I'd separate the dad straight away. Make sure you do take the dad out as both sexes can mount each other, so check the sex of the rabbit you take out (or even get a vet to check for you if you are unsure). 

I have heard of rabbits who have rabbits 3 weeks after a litter, and they do just fine. Some people remove the first litter, wean them early and raise them away from the mother, and allow the mother to raise the second litter.

Make sure the mother has unlimited pellets and unlimited hay. What is she currently fed at the moment?


----------



## niki87 (Nov 18, 2009)

I echo what others have said. I rescued a male and female off ebay...I knew the sexes so they were separated straightaway and two days later he was castrated. Five days after that, having been checked by the vet and told there was little chance of pregnancy...Cookie gave birth. When the babies were 12 weeks...having decided to keep all five (lost one aged 8 weeks  ) I introduced Cream (male) back in and introductions went fine! 

Just in case you were worried about that!


----------



## Guest (Jan 20, 2012)

You will most probably find that she is pregnant again 
If she does have another litter you will be best to wean the older babies early otherwise mum might cull the new litter (or could very well turn on the older babies) or the older babies will take up all the milk.
Make sure dad is split from them asap otherwise the cycle will continue


----------



## Rubyrubes (May 17, 2010)

thanks everyone for your replies.

The dad was taken out as soon as I discovered the babies so no worries about that!
He is booked in to be neutered next week.

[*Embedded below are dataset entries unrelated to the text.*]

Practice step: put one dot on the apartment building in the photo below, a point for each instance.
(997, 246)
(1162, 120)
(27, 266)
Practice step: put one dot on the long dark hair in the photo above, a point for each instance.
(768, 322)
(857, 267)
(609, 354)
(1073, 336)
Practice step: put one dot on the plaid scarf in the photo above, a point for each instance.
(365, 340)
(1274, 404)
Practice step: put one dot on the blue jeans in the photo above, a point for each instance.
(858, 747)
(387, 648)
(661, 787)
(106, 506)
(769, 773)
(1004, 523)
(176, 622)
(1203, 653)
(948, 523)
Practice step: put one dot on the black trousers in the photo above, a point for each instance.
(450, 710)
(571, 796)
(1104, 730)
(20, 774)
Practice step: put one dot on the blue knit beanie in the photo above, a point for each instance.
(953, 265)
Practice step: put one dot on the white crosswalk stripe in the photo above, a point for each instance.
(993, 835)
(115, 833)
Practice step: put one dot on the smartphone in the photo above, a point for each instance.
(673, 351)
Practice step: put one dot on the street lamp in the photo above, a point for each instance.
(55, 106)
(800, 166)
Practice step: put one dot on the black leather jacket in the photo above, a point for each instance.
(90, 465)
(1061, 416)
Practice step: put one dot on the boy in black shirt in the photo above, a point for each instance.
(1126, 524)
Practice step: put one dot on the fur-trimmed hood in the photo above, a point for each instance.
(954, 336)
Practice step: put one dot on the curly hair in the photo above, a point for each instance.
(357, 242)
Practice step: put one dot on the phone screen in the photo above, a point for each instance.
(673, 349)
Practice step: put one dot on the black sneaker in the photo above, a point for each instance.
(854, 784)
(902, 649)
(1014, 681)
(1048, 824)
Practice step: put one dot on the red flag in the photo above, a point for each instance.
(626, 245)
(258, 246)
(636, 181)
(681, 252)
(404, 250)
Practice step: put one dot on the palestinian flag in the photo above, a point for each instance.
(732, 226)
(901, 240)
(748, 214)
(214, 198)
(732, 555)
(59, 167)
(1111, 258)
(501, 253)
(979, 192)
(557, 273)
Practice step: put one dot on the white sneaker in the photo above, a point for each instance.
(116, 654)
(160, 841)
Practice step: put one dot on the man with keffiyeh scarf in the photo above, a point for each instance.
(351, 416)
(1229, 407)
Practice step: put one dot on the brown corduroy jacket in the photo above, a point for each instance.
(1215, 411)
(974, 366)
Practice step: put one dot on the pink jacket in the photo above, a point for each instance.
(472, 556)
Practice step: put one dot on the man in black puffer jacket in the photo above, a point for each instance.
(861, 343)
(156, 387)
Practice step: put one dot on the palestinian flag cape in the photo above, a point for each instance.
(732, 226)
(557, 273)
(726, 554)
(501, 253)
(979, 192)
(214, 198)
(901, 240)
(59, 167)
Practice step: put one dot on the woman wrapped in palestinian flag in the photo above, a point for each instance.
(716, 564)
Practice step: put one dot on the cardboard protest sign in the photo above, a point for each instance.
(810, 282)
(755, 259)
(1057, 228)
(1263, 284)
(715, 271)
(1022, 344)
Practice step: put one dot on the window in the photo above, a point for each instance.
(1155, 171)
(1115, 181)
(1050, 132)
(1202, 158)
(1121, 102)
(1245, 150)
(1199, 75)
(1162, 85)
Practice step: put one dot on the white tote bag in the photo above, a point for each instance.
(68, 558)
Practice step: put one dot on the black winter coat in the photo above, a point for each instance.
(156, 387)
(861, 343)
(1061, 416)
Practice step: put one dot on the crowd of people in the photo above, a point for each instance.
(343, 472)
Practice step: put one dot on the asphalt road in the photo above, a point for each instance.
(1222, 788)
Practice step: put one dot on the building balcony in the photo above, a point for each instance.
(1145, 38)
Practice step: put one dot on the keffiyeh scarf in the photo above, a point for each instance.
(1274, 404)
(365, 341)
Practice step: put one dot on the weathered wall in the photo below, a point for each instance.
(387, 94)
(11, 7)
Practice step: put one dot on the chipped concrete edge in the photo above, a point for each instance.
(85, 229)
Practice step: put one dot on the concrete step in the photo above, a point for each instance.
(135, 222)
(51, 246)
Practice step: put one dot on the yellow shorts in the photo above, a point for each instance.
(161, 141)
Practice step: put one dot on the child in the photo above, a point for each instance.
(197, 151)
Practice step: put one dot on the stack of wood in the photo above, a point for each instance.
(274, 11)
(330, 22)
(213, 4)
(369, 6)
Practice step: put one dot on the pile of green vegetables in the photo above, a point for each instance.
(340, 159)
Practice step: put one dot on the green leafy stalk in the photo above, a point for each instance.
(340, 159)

Mum is being fed spring greens (her fave) brocolli, pepper, carrot, celery, cucumber, grapes etc....and shes on pets at home nuggets. I've increased her food at the mo as she is very hungry. Also, she has plenty of hay.

If she is pregnant again will she build another nest even tho the babies are still huddled in the original nest? If I suspect shes pregnant again can i take the babies away from her, theyll be around 1mth old? I'm so worried, i want to lower the chances of her killing any of her babies, 1st or 2nd litter.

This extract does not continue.